Ces derniers relèvent que les pouvoirs publics, d’une part, se sont engagés à garantir l’approvisionnement régulier du marché du médicament et, d’autre part, les programmes d’importations ne sont pas signés à temps. «D’où la rupture en stocks de plus de 200 produits pharmaceutiques, dont certains traitent des maladies chroniques.

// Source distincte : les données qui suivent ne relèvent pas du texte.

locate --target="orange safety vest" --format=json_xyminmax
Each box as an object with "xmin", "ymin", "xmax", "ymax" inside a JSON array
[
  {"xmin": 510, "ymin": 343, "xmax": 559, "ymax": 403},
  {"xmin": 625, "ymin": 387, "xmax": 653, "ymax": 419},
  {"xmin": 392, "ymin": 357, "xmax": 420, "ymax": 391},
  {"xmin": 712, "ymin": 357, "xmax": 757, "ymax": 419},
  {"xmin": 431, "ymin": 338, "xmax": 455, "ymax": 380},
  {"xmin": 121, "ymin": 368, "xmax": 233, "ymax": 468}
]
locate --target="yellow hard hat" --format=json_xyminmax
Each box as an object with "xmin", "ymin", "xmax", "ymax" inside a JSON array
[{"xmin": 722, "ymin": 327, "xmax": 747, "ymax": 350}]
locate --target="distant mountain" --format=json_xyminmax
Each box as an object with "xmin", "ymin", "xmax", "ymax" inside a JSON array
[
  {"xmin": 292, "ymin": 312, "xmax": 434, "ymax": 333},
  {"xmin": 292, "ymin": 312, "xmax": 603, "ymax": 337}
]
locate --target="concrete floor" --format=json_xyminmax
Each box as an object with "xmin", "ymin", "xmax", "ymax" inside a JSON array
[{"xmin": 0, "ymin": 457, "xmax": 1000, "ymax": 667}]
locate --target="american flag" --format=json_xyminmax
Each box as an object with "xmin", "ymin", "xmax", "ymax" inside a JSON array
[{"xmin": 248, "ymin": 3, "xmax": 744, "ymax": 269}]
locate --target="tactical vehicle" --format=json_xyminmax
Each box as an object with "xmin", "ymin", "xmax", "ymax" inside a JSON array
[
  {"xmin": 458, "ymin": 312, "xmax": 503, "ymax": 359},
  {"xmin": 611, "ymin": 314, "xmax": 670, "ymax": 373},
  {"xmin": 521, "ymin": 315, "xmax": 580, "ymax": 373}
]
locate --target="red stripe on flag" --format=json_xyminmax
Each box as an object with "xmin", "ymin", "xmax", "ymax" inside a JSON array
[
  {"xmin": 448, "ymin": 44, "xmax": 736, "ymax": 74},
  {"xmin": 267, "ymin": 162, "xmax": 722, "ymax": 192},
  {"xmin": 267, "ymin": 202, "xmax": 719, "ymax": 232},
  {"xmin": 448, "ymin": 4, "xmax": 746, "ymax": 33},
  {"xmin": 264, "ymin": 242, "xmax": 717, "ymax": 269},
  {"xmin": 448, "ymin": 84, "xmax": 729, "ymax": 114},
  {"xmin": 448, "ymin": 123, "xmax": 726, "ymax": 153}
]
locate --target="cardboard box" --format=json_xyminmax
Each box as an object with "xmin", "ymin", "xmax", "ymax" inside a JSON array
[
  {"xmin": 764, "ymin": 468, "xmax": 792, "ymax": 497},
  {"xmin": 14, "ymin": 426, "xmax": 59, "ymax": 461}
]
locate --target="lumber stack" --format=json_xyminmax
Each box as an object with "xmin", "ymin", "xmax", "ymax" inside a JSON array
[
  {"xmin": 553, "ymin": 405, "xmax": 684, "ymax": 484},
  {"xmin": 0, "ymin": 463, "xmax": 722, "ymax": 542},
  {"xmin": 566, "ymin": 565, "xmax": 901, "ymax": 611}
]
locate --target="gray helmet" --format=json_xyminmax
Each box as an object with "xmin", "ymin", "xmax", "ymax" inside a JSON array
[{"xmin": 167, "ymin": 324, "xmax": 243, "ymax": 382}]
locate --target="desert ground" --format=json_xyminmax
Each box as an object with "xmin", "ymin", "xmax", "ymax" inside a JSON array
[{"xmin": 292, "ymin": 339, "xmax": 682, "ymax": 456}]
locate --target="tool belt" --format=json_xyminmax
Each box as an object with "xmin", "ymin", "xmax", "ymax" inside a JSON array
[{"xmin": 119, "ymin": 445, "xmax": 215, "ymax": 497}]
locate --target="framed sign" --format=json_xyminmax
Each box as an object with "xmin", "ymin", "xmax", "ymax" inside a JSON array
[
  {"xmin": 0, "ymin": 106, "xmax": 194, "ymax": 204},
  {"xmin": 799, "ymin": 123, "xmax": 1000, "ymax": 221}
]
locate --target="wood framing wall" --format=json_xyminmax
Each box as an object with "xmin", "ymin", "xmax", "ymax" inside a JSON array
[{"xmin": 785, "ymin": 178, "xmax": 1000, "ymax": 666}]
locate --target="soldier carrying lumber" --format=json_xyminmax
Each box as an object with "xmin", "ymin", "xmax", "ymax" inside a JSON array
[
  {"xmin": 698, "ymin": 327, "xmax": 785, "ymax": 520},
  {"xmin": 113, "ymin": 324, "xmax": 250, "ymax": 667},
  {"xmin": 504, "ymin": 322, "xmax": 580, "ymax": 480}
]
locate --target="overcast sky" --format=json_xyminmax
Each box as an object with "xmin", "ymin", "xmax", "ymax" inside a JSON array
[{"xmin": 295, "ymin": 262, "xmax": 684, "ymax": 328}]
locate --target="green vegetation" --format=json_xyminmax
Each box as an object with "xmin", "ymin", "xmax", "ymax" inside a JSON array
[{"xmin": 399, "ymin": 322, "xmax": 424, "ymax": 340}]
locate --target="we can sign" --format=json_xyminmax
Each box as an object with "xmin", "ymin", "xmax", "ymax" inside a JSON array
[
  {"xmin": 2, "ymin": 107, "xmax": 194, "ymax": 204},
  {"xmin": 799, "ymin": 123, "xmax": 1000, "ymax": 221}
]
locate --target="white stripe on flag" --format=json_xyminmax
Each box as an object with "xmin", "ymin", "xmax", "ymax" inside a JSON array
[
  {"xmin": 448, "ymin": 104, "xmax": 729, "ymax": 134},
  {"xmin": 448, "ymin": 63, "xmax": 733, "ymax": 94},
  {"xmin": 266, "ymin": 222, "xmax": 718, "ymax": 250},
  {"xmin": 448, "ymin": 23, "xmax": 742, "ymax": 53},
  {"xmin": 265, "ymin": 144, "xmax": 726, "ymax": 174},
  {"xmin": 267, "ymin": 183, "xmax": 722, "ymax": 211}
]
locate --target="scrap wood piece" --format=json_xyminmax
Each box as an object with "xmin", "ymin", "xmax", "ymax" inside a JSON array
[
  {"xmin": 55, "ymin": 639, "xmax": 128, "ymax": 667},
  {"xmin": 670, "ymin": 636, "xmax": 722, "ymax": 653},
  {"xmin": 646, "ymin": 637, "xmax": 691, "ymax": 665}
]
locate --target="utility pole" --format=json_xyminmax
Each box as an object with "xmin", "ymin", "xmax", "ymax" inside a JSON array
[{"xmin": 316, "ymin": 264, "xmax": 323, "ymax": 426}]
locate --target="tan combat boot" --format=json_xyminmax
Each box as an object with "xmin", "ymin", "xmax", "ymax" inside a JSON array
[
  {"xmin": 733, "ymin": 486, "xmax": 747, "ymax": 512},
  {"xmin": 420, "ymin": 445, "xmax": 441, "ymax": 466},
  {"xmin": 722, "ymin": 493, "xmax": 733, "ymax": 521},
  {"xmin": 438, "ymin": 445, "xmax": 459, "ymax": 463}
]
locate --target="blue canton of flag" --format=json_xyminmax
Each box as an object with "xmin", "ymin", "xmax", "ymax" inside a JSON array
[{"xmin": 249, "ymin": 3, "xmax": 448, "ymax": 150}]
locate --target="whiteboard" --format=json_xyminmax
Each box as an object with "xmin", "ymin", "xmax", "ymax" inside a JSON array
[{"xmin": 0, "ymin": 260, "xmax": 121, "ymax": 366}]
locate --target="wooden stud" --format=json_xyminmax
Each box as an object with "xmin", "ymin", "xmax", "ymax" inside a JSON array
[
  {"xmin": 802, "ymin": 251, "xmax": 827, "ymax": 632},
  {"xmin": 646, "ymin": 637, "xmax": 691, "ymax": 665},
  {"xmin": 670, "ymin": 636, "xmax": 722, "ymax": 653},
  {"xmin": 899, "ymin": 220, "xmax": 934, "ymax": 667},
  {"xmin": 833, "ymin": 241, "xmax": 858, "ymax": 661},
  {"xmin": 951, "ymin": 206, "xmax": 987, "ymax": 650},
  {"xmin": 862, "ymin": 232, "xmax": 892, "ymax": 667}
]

Les passations de commandes et la logistique prennent déjà beaucoup de temps. Si on ajoute, en plus, le retard dans la délivrance des autorisations d’importation, c’est la pénurie assurée», expliquent-ils, en précisant que ces produits en pénurie ne sont ni fabriqués localement ni en générique. Les professionnels du secteur pharmaceutique déplorent aussi l’exigence de la tutelle faite aux opérateurs, cette année, de se limiter aux quantités de produits pharmaceutiques importées l’année dernière. «Si un jeune opérateur, qui a entamé son activité en mars 2016, par exemple, en important une faible quantité pour commencer, ne peut pas importer plus cette année. Ces quantités, de plus, peuvent ne pas répondre aux besoins. Surtout en l’absence de statistiques précises sur ce dont nous avons besoin», remarquent-ils. Ils font savoir, également, que même la production locale sera touchée par une probable pénurie, et à court terme.
Et ce, en raison d’un retard dans la délivrance des programmes d’importation de matières premières et d’intrants. «Il semblerait, qu’à ce jour, seuls 20% des autorisations d’importation d’intrants de fabrication aient été délivrées aux entreprises concernées. Ce qui a provoqué des blocages au niveau de leurs unités de production. L’impact de cette situation sera visible dès le mois prochain. Nous aurons probablement des produits locaux qui seront en rupture de stock», expliquent-ils. « Ces autorisations nous bloquent plus qu’autre chose. Du moment qu’un médicament est enregistré, que son prix est fixé dès l’enregistrement, une autorisation pour importer la matière première n’est pas nécessaire», estiment-ils.